The elephant in the room is, of course, Toby’s lack of film work post-Die Another Day, and he’s more than happy to discuss what happened at that point in his career, “After Bond I can’t stick to doing one thing, that’s what they wanted me to do, I was offered various villains and I didn’t want to do that. I felt that would be career suicide, you’d just end up playing the same thing over and over again, so I went away and did other things. I’ve been doing a lot of other things to get back, because it’s such a huge impact, those movies, and once you’ve played that, that’s what you are in people’s heads. So it’s taken me about 10 years to get back to a point where I can do other films which are totally different and playing different parts from that. And people can see you as that, there’s a distance between that and now. It serves you as people say ‘oh yeah, it’s that guy’, but they’re not going ‘yeah, but he only plays villains’ which I think would have happened if I continued doing what I was doing.”

 

Briefly we discuss Caradog as a director, to which Toby is fervently in his camp. “He’s very sure about what he wants, how he wants to shoot it, I really like that. When you’re working with a director who knows what they want, rather than sometimes you go on set and they’re not quite sure how they want to shoot it or they do loads of coverage which you don’t need because they’re nervous about ‘oh shit, what if we get to the edit and I’m missing something’. Caradog knows, and within the time constraints that we’re under, it’s just brilliant. We don’t have to worry about all of that stuff, let him get on with that and we get on very well.

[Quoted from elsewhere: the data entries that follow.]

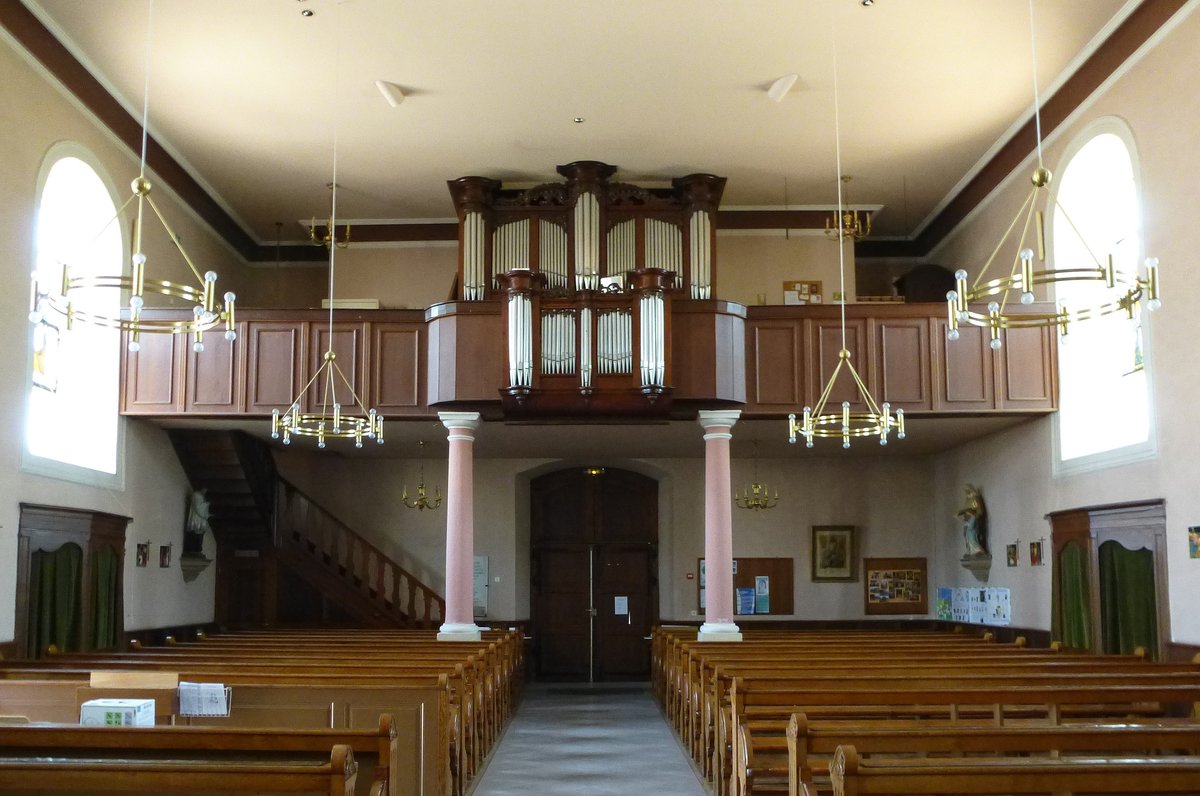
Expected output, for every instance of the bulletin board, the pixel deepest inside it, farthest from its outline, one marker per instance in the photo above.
(748, 574)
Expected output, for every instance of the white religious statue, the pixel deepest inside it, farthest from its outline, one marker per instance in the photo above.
(975, 524)
(198, 514)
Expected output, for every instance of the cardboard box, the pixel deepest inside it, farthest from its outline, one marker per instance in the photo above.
(117, 712)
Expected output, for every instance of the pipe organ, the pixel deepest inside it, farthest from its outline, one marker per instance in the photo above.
(587, 270)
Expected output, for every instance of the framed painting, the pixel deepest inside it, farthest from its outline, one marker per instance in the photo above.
(895, 586)
(834, 554)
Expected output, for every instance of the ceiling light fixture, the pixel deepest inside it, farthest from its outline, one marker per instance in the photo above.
(421, 501)
(875, 420)
(391, 93)
(329, 422)
(757, 495)
(66, 294)
(850, 223)
(1123, 291)
(780, 88)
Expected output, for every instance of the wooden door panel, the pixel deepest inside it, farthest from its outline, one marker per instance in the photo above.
(825, 337)
(903, 376)
(966, 370)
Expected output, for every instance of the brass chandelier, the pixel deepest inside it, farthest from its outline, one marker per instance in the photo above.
(61, 297)
(846, 223)
(757, 496)
(329, 422)
(1125, 289)
(875, 420)
(423, 501)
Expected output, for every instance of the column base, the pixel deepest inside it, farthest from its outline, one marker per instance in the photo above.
(719, 632)
(449, 632)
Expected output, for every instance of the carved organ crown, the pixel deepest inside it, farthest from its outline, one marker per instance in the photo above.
(587, 270)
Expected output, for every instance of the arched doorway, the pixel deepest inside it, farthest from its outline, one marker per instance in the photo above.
(594, 536)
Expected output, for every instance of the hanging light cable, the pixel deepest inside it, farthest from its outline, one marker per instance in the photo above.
(329, 422)
(65, 295)
(1123, 289)
(875, 420)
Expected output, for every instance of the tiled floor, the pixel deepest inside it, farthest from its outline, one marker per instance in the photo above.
(579, 741)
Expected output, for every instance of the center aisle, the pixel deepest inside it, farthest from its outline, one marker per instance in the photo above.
(585, 740)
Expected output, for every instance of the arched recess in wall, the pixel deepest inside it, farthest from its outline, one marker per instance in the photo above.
(593, 573)
(1103, 361)
(73, 372)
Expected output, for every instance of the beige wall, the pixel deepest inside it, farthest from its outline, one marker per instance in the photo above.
(1157, 100)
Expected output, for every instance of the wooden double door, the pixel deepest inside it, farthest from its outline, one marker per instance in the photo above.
(594, 570)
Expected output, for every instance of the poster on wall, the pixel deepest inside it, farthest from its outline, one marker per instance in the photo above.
(479, 586)
(1000, 606)
(762, 594)
(945, 603)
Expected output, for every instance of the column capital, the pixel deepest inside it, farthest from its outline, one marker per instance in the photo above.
(468, 420)
(718, 418)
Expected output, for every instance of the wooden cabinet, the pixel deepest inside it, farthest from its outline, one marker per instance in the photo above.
(397, 369)
(215, 377)
(275, 357)
(903, 375)
(825, 340)
(966, 371)
(774, 365)
(151, 377)
(348, 343)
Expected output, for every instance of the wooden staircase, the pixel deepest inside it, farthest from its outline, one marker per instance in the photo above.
(257, 515)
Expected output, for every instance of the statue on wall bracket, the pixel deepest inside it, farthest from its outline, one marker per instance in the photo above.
(973, 518)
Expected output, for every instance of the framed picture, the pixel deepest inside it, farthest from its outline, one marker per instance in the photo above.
(895, 586)
(834, 554)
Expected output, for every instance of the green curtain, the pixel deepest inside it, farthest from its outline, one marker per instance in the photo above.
(1074, 597)
(54, 599)
(103, 621)
(1128, 610)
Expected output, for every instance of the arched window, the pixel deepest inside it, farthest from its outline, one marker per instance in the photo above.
(72, 425)
(1104, 408)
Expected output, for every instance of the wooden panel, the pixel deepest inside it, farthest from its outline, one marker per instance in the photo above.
(1026, 370)
(274, 364)
(396, 369)
(823, 337)
(151, 376)
(215, 375)
(348, 343)
(903, 375)
(466, 355)
(773, 364)
(966, 371)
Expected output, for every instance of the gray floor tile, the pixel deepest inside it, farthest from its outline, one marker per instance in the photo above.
(580, 741)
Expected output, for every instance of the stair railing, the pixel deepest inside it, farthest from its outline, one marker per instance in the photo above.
(304, 526)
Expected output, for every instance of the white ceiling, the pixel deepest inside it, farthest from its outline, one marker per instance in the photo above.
(250, 94)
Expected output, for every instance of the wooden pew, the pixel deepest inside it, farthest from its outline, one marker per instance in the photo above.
(377, 752)
(811, 744)
(79, 774)
(855, 776)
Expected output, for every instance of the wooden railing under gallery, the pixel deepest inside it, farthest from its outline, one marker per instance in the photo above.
(306, 530)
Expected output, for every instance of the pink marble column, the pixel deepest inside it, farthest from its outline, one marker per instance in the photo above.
(460, 618)
(718, 527)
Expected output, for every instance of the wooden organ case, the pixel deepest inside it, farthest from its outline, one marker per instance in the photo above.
(587, 270)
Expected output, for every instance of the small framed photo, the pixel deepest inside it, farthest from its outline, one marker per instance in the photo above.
(895, 586)
(834, 554)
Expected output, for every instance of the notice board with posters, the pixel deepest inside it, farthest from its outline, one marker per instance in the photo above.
(774, 597)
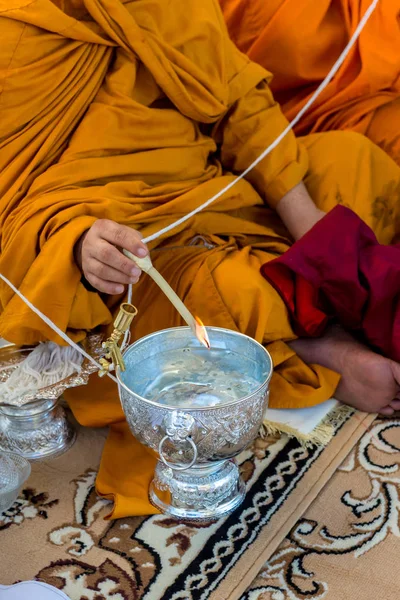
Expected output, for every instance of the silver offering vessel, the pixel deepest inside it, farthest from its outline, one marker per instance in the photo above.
(36, 425)
(198, 408)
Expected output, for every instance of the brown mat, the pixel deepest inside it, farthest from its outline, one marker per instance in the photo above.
(56, 531)
(345, 546)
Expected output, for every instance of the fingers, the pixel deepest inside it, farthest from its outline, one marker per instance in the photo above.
(103, 253)
(395, 404)
(106, 287)
(103, 264)
(104, 272)
(387, 411)
(121, 236)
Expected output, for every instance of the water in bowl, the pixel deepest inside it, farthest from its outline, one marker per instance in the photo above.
(195, 377)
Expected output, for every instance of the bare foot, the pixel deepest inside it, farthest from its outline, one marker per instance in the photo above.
(370, 382)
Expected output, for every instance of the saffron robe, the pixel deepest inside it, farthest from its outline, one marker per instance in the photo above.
(114, 109)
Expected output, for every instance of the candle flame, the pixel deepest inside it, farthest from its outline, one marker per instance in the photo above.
(201, 333)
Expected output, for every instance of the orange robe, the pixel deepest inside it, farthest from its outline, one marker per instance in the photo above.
(111, 109)
(299, 41)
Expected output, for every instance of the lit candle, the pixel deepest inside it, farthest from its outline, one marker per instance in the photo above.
(146, 265)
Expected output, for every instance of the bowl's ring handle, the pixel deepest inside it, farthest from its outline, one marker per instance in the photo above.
(179, 427)
(172, 465)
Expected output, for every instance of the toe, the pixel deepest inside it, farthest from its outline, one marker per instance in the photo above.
(387, 411)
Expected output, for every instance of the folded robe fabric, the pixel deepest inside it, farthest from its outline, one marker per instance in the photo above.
(338, 270)
(299, 42)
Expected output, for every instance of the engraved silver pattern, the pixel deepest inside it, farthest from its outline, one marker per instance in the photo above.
(212, 487)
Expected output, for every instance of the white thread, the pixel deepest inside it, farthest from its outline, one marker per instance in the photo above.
(54, 327)
(46, 365)
(154, 236)
(280, 137)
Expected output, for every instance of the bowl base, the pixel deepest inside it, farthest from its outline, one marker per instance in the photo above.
(36, 431)
(202, 493)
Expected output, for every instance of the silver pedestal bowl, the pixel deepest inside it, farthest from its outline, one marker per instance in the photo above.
(36, 426)
(198, 409)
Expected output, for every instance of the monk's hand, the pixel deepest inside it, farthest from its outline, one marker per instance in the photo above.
(298, 211)
(99, 256)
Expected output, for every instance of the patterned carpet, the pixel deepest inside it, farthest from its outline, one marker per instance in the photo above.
(306, 532)
(346, 544)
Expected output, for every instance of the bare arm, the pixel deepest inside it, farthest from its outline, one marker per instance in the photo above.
(298, 211)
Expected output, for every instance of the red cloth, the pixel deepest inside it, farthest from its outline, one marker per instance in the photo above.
(338, 271)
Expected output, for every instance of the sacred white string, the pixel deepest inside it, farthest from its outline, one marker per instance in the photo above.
(183, 219)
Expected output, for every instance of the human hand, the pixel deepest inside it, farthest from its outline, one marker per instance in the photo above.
(99, 257)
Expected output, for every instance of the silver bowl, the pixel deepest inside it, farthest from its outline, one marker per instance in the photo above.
(198, 409)
(37, 426)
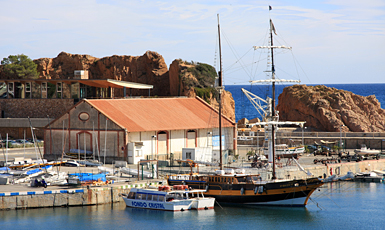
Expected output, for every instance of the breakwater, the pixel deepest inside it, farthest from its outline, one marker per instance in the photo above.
(86, 196)
(66, 197)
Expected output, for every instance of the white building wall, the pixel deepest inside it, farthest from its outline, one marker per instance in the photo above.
(177, 140)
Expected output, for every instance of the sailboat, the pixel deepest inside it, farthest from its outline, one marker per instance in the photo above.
(228, 186)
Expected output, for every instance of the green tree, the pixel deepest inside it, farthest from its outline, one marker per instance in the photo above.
(20, 66)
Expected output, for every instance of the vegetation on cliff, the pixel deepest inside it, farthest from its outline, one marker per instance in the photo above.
(200, 77)
(19, 66)
(330, 109)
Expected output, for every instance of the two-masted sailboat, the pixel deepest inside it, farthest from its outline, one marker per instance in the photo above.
(231, 186)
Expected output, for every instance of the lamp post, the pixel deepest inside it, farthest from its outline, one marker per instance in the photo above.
(152, 148)
(340, 138)
(303, 129)
(257, 141)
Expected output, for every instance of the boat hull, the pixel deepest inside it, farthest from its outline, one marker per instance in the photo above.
(294, 193)
(203, 203)
(180, 205)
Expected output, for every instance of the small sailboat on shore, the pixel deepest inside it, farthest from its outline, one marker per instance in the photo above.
(238, 188)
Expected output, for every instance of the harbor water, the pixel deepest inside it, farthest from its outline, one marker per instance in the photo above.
(244, 109)
(338, 205)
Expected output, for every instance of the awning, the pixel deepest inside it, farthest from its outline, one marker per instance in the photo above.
(100, 83)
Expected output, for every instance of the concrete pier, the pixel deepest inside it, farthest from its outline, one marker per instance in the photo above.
(23, 196)
(27, 197)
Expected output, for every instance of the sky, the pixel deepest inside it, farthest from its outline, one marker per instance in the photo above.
(333, 41)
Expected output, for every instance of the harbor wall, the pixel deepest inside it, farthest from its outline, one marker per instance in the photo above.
(64, 198)
(326, 170)
(350, 140)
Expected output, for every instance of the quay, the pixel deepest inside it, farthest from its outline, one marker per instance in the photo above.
(22, 196)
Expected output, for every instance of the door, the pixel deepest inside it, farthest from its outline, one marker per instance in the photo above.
(191, 139)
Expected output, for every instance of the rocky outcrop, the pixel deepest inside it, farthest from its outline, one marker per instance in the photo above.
(329, 109)
(149, 68)
(197, 79)
(183, 78)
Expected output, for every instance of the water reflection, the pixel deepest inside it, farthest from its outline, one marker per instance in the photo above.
(343, 205)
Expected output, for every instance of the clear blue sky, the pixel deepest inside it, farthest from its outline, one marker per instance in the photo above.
(334, 41)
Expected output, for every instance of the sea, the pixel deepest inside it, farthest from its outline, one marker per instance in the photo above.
(244, 109)
(337, 205)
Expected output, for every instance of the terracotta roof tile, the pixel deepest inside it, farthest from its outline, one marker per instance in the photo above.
(160, 113)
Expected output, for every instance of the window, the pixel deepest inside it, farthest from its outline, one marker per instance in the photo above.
(11, 90)
(28, 90)
(131, 195)
(59, 90)
(44, 90)
(138, 152)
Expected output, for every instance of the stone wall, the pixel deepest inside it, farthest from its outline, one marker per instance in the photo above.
(34, 108)
(81, 197)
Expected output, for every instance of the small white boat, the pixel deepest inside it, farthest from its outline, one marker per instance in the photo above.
(369, 177)
(168, 200)
(134, 172)
(107, 170)
(284, 151)
(364, 151)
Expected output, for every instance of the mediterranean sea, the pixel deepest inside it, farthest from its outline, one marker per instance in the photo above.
(338, 205)
(244, 109)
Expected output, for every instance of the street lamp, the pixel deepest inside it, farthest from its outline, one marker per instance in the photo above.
(152, 148)
(257, 141)
(341, 137)
(303, 142)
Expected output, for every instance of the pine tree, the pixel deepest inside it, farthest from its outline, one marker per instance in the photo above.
(20, 66)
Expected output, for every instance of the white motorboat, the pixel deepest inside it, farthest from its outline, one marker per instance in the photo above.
(167, 199)
(369, 177)
(364, 151)
(134, 172)
(284, 151)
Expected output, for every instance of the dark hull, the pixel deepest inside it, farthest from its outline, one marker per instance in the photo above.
(285, 193)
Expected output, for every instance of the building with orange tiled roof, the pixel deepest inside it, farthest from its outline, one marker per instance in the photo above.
(137, 128)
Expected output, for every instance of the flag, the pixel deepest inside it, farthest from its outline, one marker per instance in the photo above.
(272, 27)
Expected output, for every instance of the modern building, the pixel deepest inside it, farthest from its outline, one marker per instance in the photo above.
(45, 99)
(135, 129)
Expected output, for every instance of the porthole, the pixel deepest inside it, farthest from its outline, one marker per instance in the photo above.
(84, 116)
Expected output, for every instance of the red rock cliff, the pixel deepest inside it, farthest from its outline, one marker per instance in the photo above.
(149, 68)
(327, 109)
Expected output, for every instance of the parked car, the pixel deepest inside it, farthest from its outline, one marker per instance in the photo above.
(22, 141)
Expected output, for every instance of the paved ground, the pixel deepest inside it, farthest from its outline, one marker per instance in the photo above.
(304, 160)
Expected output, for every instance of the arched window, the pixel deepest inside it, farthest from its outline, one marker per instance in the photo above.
(191, 139)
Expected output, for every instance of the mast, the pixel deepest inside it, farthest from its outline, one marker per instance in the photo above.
(273, 99)
(272, 118)
(220, 97)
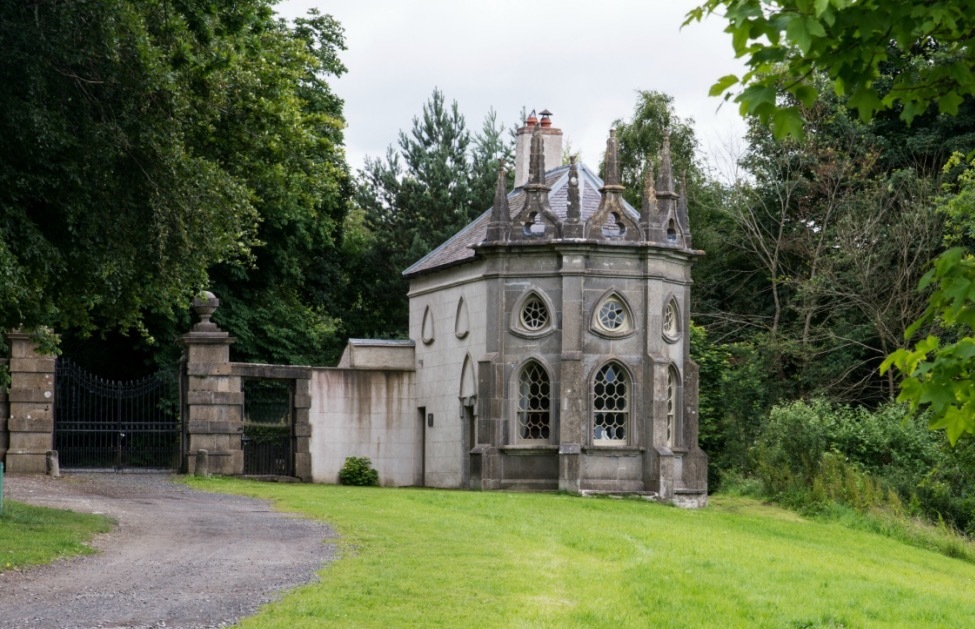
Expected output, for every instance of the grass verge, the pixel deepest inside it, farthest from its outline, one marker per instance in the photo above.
(413, 557)
(32, 535)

He’s very good with me as an actor, I really relate to his notes, it’s easy to read what he want,s sometimes it can be very difficult to understand what a director wants you to do, but he’s very specific. I’m really enjoying it.”

 

Toby is asked about the possibility of robots replacing actors at some point, “I hope I’m not around when they do, that’s all. They do pretty much everything else.” And with that, we leave the warehouse as The Machine prepares to shoot into the evening, and possibly the night, to create what would become an award winning science fiction film that has played at festivals across the world.